NOTE F - Jet Propulsion Laboratory Agreement

         The Company has entered into an agreement (the "JPL Agreement") under
which the Jet Propulsion Laboratory ("JPL") will develop a preliminary design of
the Skysat System and determine its technical feasibility.

         Under the JPL Agreement, the Company paid JPL $2,493,000 through March
31, 1996 (including $256,000 in the period ended March 31, 1995), for
development work. The Company is charging research and development expense as
JPL utilizes the funds. JPL commenced its work with respect to the contract in
April 1994.

                                       6
<PAGE>   7
                    SKYSAT COMMUNICATIONS NETWORK CORPORATION
                          (a development stage company)

                          NOTES TO FINANCIAL STATEMENTS


NOTE G - Av-Intel Inc. Agreement

         In April 1996 the Company entered into an agreement with Av-Intel Inc.
("Av-Intel"), a research an development company based in Ottawa, Canada, which
has developed lighter-than-air technology (stratospheric satellite vehicles)
("SSV's") that could be applied to airborne platforms. The agreement provides
that Skysat and Av-Intel will work together to test the viability and
cost-effectiveness of the SSV.


                                       7
<PAGE>   8
ITEM  2.         MANAGEMENT'S DISCUSSION AND
                 ANALYSIS OR PLAN OF OPERATIONS

(A)      Management's Discussion and Analysis of
         Financial Condition and Results of Operations:

         The Company is a development stage company. Since its inception in July
1992, the Company's efforts have been principally devoted to research and
development of the Skysat System and raising capital; the Company has sustained
losses of $4,689,847 of which $252,956 and $793,344 were incurred during the
three-month periods ended March 31, 1996 and 1995, respectively. These losses
have resulted from expenditures specifically in connection with an increased
level of effort under the JPL Agreement (discussed below) which commenced during
1994, continued construction and development of a conventional engine-powered
prototype aircraft (the "Platform"), commencement of the development of the
flight management system related to the Skysat System and general and
administrative activities, including legal and professional activities relating
thereto and salaries to officers and emoloyees which are continuing to date.
Research and development expenses have aggregated $2,951,054 since inception, of
which $90,112 and $614,410 were incurred during the three-month periods ended
March 31, l996 and l995, respectively.

         The Company's research and development agreement (the "JPL Agreement")
with the Jet Propulsion Laboratory ("JPL"), an operating division of the
California Institute of Technology which operates JPL under contract from NASA,
commenced in April 1994. JPL has incurred expenses aggregating $27,119 during
the three-month period ended March 31, 1996.

         In May, 1996, the Company paid an additional $50,000 to JPL for
research activities related to payload development and activities in support of
the Company's research and development into unmanned aerial vehicles.

         General and administrative expenses were $1,423,181 since the Company's
inception in July 1992, of which $169,442 and $214,576 were expended during the
three-month periods ended March 31, 1996 and 1995, respectively.

         The Company's research and development and general and administrative
expenses will be substantial in the forseeable future, including substantial
expenses for the payment of salaries, consulting fees and expenses related to
the JPL Agreement, the development and construction of the Platform and other
related vehicles and the development of the flight management system and other
related activities.

         In April 1996, the Company entered into an agreement with Av-Intel,
Inc. ("Av-Intel"), a research and development company which has developed
lighter-than-air technology that could be applied to airborne platforms with a
capability to fly at 70,000 feet altitude for periods of several months (the
"Av-Intel Agreement"). These "stratospheric satellite vehicles" ("SSV's") have
certain characteristics that would make them effective as communications
platforms. Skysat and Av-Intel will work together over the next several 

                                       8
<PAGE>   9
months to verify the viability and cost-effectivemess of the SSV. Under the
Av-Intel Agreement, the Company and Av-Intel will develop a comprehensive design
leading to a telecommunications prototype.
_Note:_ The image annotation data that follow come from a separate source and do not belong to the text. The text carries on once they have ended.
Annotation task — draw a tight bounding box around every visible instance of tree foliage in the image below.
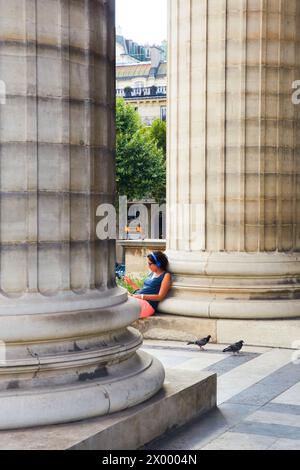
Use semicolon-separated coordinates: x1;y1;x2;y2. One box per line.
116;98;166;203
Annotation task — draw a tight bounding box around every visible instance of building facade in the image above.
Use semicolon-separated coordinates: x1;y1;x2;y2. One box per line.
116;47;167;125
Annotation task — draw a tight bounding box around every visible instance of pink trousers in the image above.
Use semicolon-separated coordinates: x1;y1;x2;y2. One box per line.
136;299;155;318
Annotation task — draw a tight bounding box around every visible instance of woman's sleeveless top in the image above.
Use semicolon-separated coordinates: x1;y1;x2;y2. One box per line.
136;271;167;310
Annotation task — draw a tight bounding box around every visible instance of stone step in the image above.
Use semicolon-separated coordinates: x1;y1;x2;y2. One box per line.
0;370;217;450
133;312;300;349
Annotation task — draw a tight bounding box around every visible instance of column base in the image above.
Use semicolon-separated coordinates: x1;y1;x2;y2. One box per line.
162;251;300;319
0;352;165;430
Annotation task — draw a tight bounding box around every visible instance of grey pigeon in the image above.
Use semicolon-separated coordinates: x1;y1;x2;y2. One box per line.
223;341;244;354
188;336;211;351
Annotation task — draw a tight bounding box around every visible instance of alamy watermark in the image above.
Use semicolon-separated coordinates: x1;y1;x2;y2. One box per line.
0;340;7;367
292;80;300;106
96;196;205;250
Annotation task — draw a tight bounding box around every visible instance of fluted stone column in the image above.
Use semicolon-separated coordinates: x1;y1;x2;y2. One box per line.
160;0;300;319
0;0;164;429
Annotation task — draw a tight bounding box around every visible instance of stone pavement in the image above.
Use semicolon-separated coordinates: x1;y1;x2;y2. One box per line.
143;340;300;450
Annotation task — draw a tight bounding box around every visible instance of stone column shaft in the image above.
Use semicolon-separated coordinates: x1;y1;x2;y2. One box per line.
0;0;164;429
161;0;300;318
Liquidity and Capital Resources:

         The Company has had no revenue and has incurred a cumulative loss
through March 31, 1996 of $4,689,847. However, the Company believes that it has
the necessary liquidity and capital resources to sustain planned operations for
approximately one year following March 31, 1996. In the event that the Company's
internal estimates relating to its planned expenditures prove materially
inaccurate, the Company may be required to reallocate funds among its planned
activities and curtail certain planned expenditures. In any event, the Company
anticipates that it will require additional financing during fiscal 1996. There
can be no assurances as to the availability or terms of any required additional
financing, when and if needed. In the event that the Company fails to raise the
funds it requires, it may be necessary for the Company to cease operations or
severely limit growth.

(B)      Plan of Operation:

         During the one-year period following March 31, 1996, the Company
intends to continue to conduct significant additional research, development and
testing activities related to the JPL Agreement and additional activities in
connection with the development of the Skysat System, including the completion
of, and/or the acquisition and testing of, a platform, and the exploration of
the technical and economic feasibility and viability of additional and
alternative aerial vehicles, which, together with other general and
administrative expenses, are expected to result in substantially higher
operating losses. The Company does not expect to generate any revenues until
such time as the Skysat System becomes commercially available, which cannot
occur until it has, among other things, obtained substantial additional funds,
completed development of the Skysat System using its microwave power
transmission technology and received necessary regulatory approvals. The Company
is currently seeking additional financing or a strategic or other arrangement in
order to continue its planned activities for the current fiscal year.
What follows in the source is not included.